Features

Neighbors Nix Plan to Paint John Muir School Blue and Green; BHS Gets International Program

By Riya Bhattacharjee
Tuesday March 18, 2008

Objections from the Berkeley Landmarks Commission and the Elmwood-Claremont Neighborhood Association over the Berkeley Unified School District’s proposal to paint John Muir Elementary School blue and green forced the Berkeley Board of Education to reject the proposed colors and stick to its original scheme instead. 

The school—a prominent structure in the Claremont-Elmwood district for the last 90 years—was designed in Tudor style by renowned architect James Placheck under the supervision of Walter Ratcliff Jr. The City of Berkeley landmarked the building in 1983. 

At its March 6 meeting, the Landmarks Commission voted to ask the school board to rethink the proposed color scheme. 

Board members said that the blue and green chessboard pattern would clash with the neighborhood’s architecture and upset residents.  

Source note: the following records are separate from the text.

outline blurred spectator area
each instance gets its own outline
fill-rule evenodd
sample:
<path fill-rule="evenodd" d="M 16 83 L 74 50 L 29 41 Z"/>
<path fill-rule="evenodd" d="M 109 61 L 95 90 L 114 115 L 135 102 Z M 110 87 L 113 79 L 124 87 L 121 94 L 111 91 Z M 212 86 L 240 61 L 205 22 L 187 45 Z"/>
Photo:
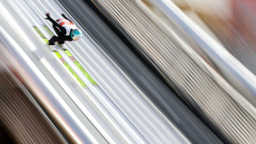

Some said that painting a building green did not mean that it would reduce its carbon footprint. 

Community members also protested the proposed changes in letters to the school board.  

District spokesperson Mark Coplan told the Planet that the school site committee—responsible for color schemes—was not legally obligated to obey the landmarks commission. 

“However, when Superintendent Bill Huyett heard that the neighbors didn’t want it, he suggested that we keep the original colors,” he said. 

In her letter to the school board, Claremont-Elmwood Neighborhood Association secretary Doris E. Willingham quoted from Susan Cerny’s book Berkeley Landmarks. 

“For close to a century the elegant, handsome building has seen thousands of Berkeley children go through its doors since opening in 1916,” she said in her e-mail to the board. “According to Cerny, the ‘English half-timbered’ building style was ‘meant to convey a friendly and informal atmosphere, and to harmonize with the surrounding residential neighborhood.’ And indeed John Muir School projects the charm and warmth of a private residence rather than the often cold, forbidding look of an institutional building. Moreover, and again according to Cerny, the school’s setting among trees near Harwood Creek reflected the philosophy of a California ‘open air’ school that was popular in those days.” 

Willingham described the “playskool color scheme chosen for John Muir” as inappropriate for both the school building and the neighborhood. 

“It would rob the building of its dignity and beauty, defile our neighborhood, and subject the school district, and indeed the City of Berkeley, to ridicule,” she said. “We do not need this ‘only in Berkeley’ venture into color for a venerable building of this style.” 

Wendy Markel, another member of the neighborhood association, said she was “absolutely horrified” by the idea of changing the school into a “recalled Mattel Barbie doll palace.” 

“Who on earth heard of a Tudor-style building with green boxes!,” she said in her letter to the board. “And the window mullions would be painted light blue! I do wonder what advice the school district has been seeking ... John Muir is part of the neighborhood and the site principal should be aware of this. Certainly the school board has the responsibility of supervising the school site, but in the final analysis it is the tax dollars paid by Berkeley citizens that will pay the bill. We are here as stewards of the past and caretakers of what we have inherited.” 

 

International Baccalaureate program approved at Berkeley High 

The International Baccalaureate Organization authorized Berkeley High School to accredit the program within the institution’s International High School recently. 

Based out of Geneva, Switzerland, the organization has programs in 2,145 schools in 125 countries, including seven Bay Area schools.  

A three-member team visited the high school in November to interview faculty and students before approving the program. 

As a smaller learning community program within the high school, the International High School focuses on international studies. The four-year interdisciplinary curriculum—which began with the ninth-grade in 2006—focuses on global culture, history, artistic expression, and political and economic systems. It now consists of two years, ninth- and tenth-grade.  

The school plans to adopt the organization’s Middle Years Program and Diploma Programe, expanding into grades 11 and 12.  

Students would transition from the Middle Years Program into the comprehensive Diploma Program after the 10th grade.  

Students will be able either to earn certificates in any of 12 areas of study or to pursue the full IB Diploma with examinations in six subjects.  

All courses from Berkeley International High school will meet the California Content Standards and UC/CSU entrance requirements.